The African Well Fund

Another socially conscious post. One thing a good number of people don’t seem to be aware of are the environmental problems the continent faces, one of these being water shortage (or if not shortage, contamination).

The African Well Fund focuses its energies on Sub-Saharan Africa, where this problem is at its worst. Please follow the above link and read some of the information. The site also contains links to other information resources on this problem.

Something ironic is that water shortages are not strictly confined to Africa, or even desert regions, but here in the US we’ve experienced them as well, and our reactions oftentimes, if not well thought out, lead to further environmental damage. California is a good example of this, and we’re seeing the effects of water shortages in Las Vegas.

URHOBO HISTORICAL SOCIETY


Back to African Writers. I read Ben Okri for the first time a few years back in an international fiction anthology. Since the start of this course I’ve picked up a couple of his other works and found them just as satisfying as that first story I read.

Here, at the Urhobo Historical Society, one can find a good deal of information on Ben Okri, including a fantastic 1992 interview as well as links to other sites concerned with his fiction.

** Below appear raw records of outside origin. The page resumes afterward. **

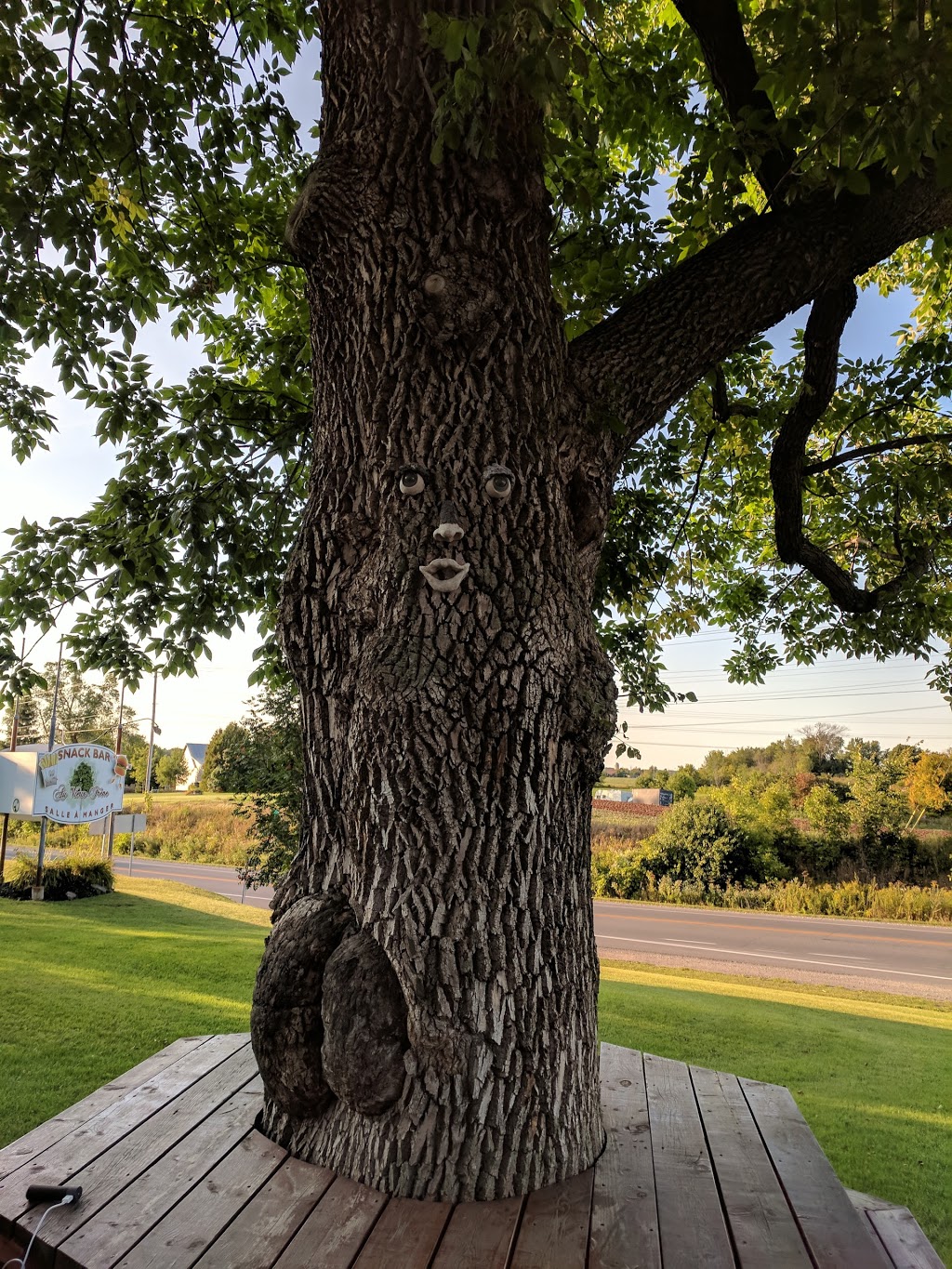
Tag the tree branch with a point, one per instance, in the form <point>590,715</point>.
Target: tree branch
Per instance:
<point>882,447</point>
<point>720,32</point>
<point>639,362</point>
<point>823,334</point>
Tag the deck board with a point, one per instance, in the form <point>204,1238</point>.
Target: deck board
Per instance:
<point>764,1231</point>
<point>480,1235</point>
<point>699,1169</point>
<point>337,1229</point>
<point>46,1134</point>
<point>683,1168</point>
<point>110,1174</point>
<point>118,1226</point>
<point>406,1234</point>
<point>259,1234</point>
<point>110,1126</point>
<point>834,1231</point>
<point>555,1226</point>
<point>180,1237</point>
<point>903,1240</point>
<point>624,1207</point>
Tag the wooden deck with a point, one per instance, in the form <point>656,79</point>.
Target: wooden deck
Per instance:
<point>702,1171</point>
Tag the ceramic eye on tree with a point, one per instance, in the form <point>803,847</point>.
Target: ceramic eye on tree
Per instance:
<point>426,1011</point>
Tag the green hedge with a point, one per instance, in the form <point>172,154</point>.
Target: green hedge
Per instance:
<point>76,876</point>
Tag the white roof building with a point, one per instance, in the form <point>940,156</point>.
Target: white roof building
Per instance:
<point>194,763</point>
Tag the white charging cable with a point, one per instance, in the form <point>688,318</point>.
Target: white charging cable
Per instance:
<point>20,1262</point>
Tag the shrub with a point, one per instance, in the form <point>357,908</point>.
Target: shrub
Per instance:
<point>83,877</point>
<point>697,843</point>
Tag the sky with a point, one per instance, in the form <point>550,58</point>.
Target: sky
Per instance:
<point>879,701</point>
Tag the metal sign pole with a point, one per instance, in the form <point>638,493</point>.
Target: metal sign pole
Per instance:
<point>37,891</point>
<point>14,729</point>
<point>152,736</point>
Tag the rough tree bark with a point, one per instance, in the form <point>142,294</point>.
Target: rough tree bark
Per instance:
<point>424,1015</point>
<point>426,1011</point>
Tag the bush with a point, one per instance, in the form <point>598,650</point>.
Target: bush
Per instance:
<point>77,876</point>
<point>198,831</point>
<point>697,843</point>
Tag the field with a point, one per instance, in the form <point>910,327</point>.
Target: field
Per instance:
<point>94,986</point>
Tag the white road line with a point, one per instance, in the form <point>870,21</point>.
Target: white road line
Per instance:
<point>794,959</point>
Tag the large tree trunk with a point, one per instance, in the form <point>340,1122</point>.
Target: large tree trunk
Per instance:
<point>424,1015</point>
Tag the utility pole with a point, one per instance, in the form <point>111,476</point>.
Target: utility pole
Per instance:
<point>118,749</point>
<point>152,730</point>
<point>37,892</point>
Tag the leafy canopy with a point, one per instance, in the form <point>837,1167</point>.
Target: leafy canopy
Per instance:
<point>149,162</point>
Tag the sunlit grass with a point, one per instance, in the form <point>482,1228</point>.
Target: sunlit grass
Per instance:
<point>871,1073</point>
<point>91,987</point>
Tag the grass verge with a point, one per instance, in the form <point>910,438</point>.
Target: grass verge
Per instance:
<point>91,987</point>
<point>869,1071</point>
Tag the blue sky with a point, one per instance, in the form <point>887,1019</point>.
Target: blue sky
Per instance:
<point>888,701</point>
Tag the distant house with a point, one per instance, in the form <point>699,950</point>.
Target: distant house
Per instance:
<point>643,797</point>
<point>194,764</point>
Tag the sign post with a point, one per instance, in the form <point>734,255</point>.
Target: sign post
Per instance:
<point>37,891</point>
<point>14,729</point>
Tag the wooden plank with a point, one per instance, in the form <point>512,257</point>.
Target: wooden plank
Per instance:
<point>180,1237</point>
<point>903,1238</point>
<point>259,1234</point>
<point>79,1147</point>
<point>46,1134</point>
<point>112,1171</point>
<point>690,1216</point>
<point>834,1231</point>
<point>761,1224</point>
<point>865,1203</point>
<point>624,1209</point>
<point>555,1226</point>
<point>405,1235</point>
<point>118,1226</point>
<point>334,1233</point>
<point>9,1250</point>
<point>480,1235</point>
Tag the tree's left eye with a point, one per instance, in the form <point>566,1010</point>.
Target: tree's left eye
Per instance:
<point>499,485</point>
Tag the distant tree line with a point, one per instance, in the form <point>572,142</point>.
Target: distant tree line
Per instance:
<point>819,809</point>
<point>89,711</point>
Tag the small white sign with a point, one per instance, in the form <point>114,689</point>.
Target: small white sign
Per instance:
<point>77,785</point>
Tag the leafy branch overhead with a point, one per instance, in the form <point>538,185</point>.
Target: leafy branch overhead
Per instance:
<point>711,167</point>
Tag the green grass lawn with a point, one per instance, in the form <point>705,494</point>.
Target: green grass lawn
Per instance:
<point>91,987</point>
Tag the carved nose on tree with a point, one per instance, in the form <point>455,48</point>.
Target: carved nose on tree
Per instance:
<point>451,527</point>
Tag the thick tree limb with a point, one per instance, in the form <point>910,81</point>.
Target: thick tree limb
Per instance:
<point>823,334</point>
<point>720,32</point>
<point>653,350</point>
<point>882,447</point>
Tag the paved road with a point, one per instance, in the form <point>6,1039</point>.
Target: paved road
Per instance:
<point>913,959</point>
<point>879,956</point>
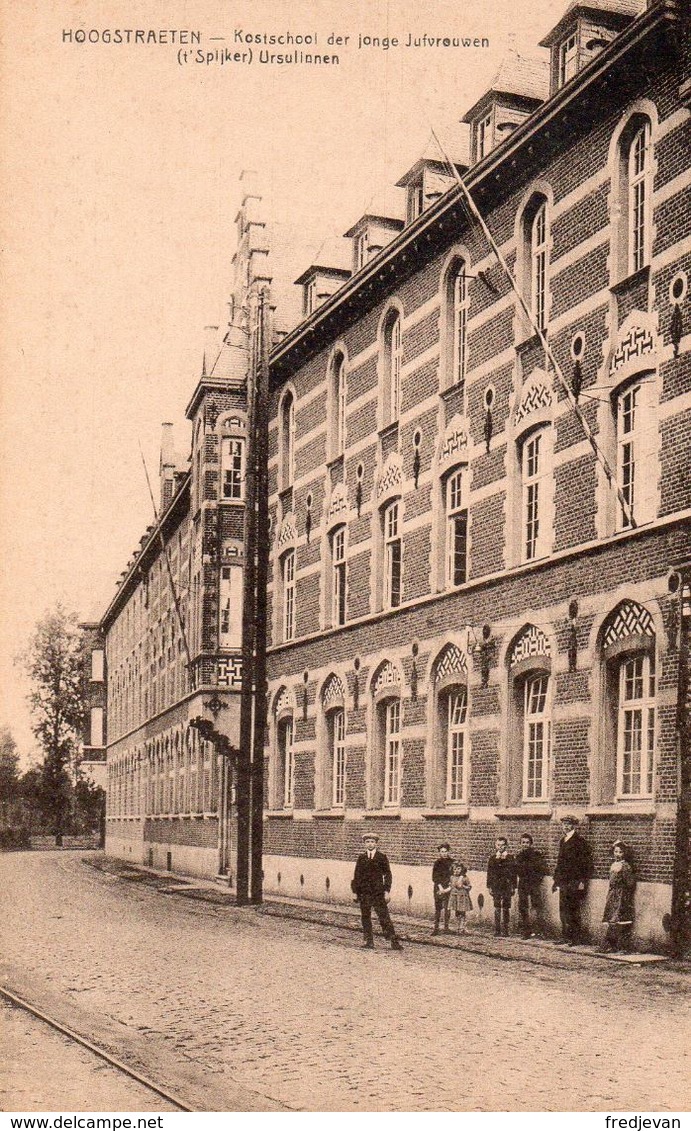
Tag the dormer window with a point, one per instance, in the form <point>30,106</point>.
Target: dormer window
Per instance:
<point>483,137</point>
<point>416,201</point>
<point>362,247</point>
<point>568,59</point>
<point>310,296</point>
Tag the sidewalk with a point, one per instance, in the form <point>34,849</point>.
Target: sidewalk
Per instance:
<point>411,930</point>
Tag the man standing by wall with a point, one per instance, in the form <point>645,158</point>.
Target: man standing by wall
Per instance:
<point>571,874</point>
<point>371,885</point>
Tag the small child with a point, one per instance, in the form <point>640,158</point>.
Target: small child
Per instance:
<point>459,900</point>
<point>619,906</point>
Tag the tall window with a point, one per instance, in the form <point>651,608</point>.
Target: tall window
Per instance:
<point>483,136</point>
<point>337,413</point>
<point>288,594</point>
<point>336,724</point>
<point>536,737</point>
<point>96,726</point>
<point>457,531</point>
<point>232,467</point>
<point>535,472</point>
<point>460,321</point>
<point>391,763</point>
<point>287,763</point>
<point>636,726</point>
<point>338,577</point>
<point>568,59</point>
<point>392,357</point>
<point>287,441</point>
<point>230,614</point>
<point>361,250</point>
<point>415,200</point>
<point>639,165</point>
<point>628,443</point>
<point>391,555</point>
<point>457,722</point>
<point>538,265</point>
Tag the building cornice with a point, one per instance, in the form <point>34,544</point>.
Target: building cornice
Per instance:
<point>494,175</point>
<point>169,520</point>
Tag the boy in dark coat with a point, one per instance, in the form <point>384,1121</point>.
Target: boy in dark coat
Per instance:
<point>571,874</point>
<point>441,880</point>
<point>501,883</point>
<point>530,870</point>
<point>371,886</point>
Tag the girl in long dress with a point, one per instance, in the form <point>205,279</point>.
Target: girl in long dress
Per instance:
<point>619,905</point>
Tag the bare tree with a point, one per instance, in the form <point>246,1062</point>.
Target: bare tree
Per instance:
<point>54,662</point>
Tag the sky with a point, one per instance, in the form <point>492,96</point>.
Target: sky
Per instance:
<point>121,164</point>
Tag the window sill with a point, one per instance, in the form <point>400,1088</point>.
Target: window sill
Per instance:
<point>528,810</point>
<point>629,808</point>
<point>388,430</point>
<point>631,279</point>
<point>450,810</point>
<point>530,342</point>
<point>451,390</point>
<point>336,463</point>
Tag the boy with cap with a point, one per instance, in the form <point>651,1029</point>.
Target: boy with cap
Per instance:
<point>501,883</point>
<point>530,870</point>
<point>441,881</point>
<point>371,886</point>
<point>571,874</point>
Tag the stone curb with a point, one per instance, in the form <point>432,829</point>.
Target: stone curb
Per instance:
<point>416,932</point>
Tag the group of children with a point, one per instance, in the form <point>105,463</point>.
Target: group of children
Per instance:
<point>506,873</point>
<point>524,872</point>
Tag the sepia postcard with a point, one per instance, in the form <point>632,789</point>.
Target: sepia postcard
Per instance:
<point>345,589</point>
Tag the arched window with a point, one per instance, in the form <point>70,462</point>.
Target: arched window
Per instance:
<point>391,554</point>
<point>337,545</point>
<point>456,320</point>
<point>535,460</point>
<point>337,406</point>
<point>638,197</point>
<point>456,540</point>
<point>282,776</point>
<point>636,471</point>
<point>391,362</point>
<point>627,761</point>
<point>632,197</point>
<point>287,578</point>
<point>386,765</point>
<point>529,732</point>
<point>538,265</point>
<point>331,767</point>
<point>534,259</point>
<point>287,441</point>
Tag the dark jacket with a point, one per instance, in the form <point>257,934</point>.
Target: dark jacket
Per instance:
<point>529,868</point>
<point>573,862</point>
<point>441,872</point>
<point>372,877</point>
<point>501,874</point>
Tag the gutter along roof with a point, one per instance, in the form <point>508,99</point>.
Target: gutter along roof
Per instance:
<point>169,520</point>
<point>570,106</point>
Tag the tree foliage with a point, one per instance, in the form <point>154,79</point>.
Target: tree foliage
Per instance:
<point>9,769</point>
<point>54,664</point>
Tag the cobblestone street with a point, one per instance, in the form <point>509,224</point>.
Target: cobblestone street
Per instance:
<point>242,1011</point>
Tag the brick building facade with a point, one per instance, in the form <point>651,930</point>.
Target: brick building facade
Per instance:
<point>173,628</point>
<point>473,626</point>
<point>480,504</point>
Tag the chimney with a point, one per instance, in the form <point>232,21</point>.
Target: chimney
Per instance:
<point>167,464</point>
<point>210,350</point>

He is considered a top notch fiction writer, and I think he rivals, if not surpasses Achebe’s skill with language.

Genocide Intervention Network


Though it seems almost moot to place something in this blog concerning the most publicized social problem on the continent at this time, it is worthy in the sense that nothing is being done about it, and thus there is justification for more publicity.

If we are a nation that seeks to free people from tyranny and atrocity without conditions (oil), then we must, by necessity, take the genocide in Darfur seriously.

At the Genocide Intervention Network there is information available to help you (hopefully another student and not just the instructor) take action at a civilian level.

I hope you visit this site and others concerning this matter, and I hope it moves you to action.

The Mysterious Fate of the Library at Alexandria


An easy rebuttal to Hegel is to consider the Library at Alexandria, which predates Hegel’s thinking by a millennium.

Some have postulated that had it not been destroyed by the Romans, man might have landed on the moon five hundred years earlier than we did. Of course this is speculation, but here is a nifty little site examining the destruction of the Library.

Burnt libraries are like dead children to me.